Benign overfitting in Fixed Dimension via Physics-Informed Learning with Smooth Inductive Bias
Honam Wong, Wendao Wu, Fanghui Liu, Yiping Lu
TL;DR
The paper studies kernel-based methods for linear inverse problems governed by elliptic PDEs in fixed dimensions. It derives an explicit ridge solution under spectrally transformed kernels and provides non-asymptotic excess-risk bounds that cover both regularized regression and min-norm interpolation, showing the PDE operator can stabilize variance and induce benign overfitting. A key finding is that, under a smooth inductive-bias regime, the convergence rate depends on the inverse problem and target smoothness rather than the specific low-frequency bias, with a smoothness threshold aligning with Bayesian results. The work also offers practical guidance on selecting inductive biases and demonstrates, through experiments on Poisson problems, that physics-informed interpolation can generalize well in noisy settings, informing PINN design and Sobolev-regularized learning for PDEs.
Abstract
Recent advances in machine learning have inspired a surge of research into reconstructing specific quantities of interest from measurements that comply with certain physical laws. These efforts focus on inverse problems that are governed by partial differential equations (PDEs). In this work, we develop an asymptotic Sobolev norm learning curve for kernel ridge(less) regression when addressing (elliptical) linear inverse problems.
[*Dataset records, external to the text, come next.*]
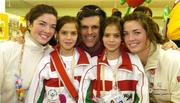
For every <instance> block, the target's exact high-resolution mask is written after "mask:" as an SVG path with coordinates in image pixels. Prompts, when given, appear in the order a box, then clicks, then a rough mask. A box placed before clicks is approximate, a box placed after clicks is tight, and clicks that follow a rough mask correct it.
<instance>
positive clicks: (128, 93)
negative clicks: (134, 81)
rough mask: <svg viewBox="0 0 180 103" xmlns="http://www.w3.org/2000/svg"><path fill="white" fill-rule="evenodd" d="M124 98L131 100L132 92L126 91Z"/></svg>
mask: <svg viewBox="0 0 180 103" xmlns="http://www.w3.org/2000/svg"><path fill="white" fill-rule="evenodd" d="M124 98H126V101H132V98H133V95H132V93H126V94H124Z"/></svg>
Our results show that the PDE operators in the inverse problem can stabilize the variance and even behave benign overfitting for fixed-dimensional problems, exhibiting different behaviors from regression problems. Besides, our investigation also demonstrates the impact of various inductive biases introduced by minimizing different Sobolev norms as a form of implicit regularization. For the regularized least squares estimator, we find that all considered inductive biases can achieve the optimal convergence rate, provided the regularization parameter is appropriately chosen. The convergence rate is actually independent to the choice of (smooth enough) inductive bias for both ridge and ridgeless regression. Surprisingly, our smoothness requirement recovered the condition found in Bayesian setting and extend the conclusion to the minimum norm interpolation estimators.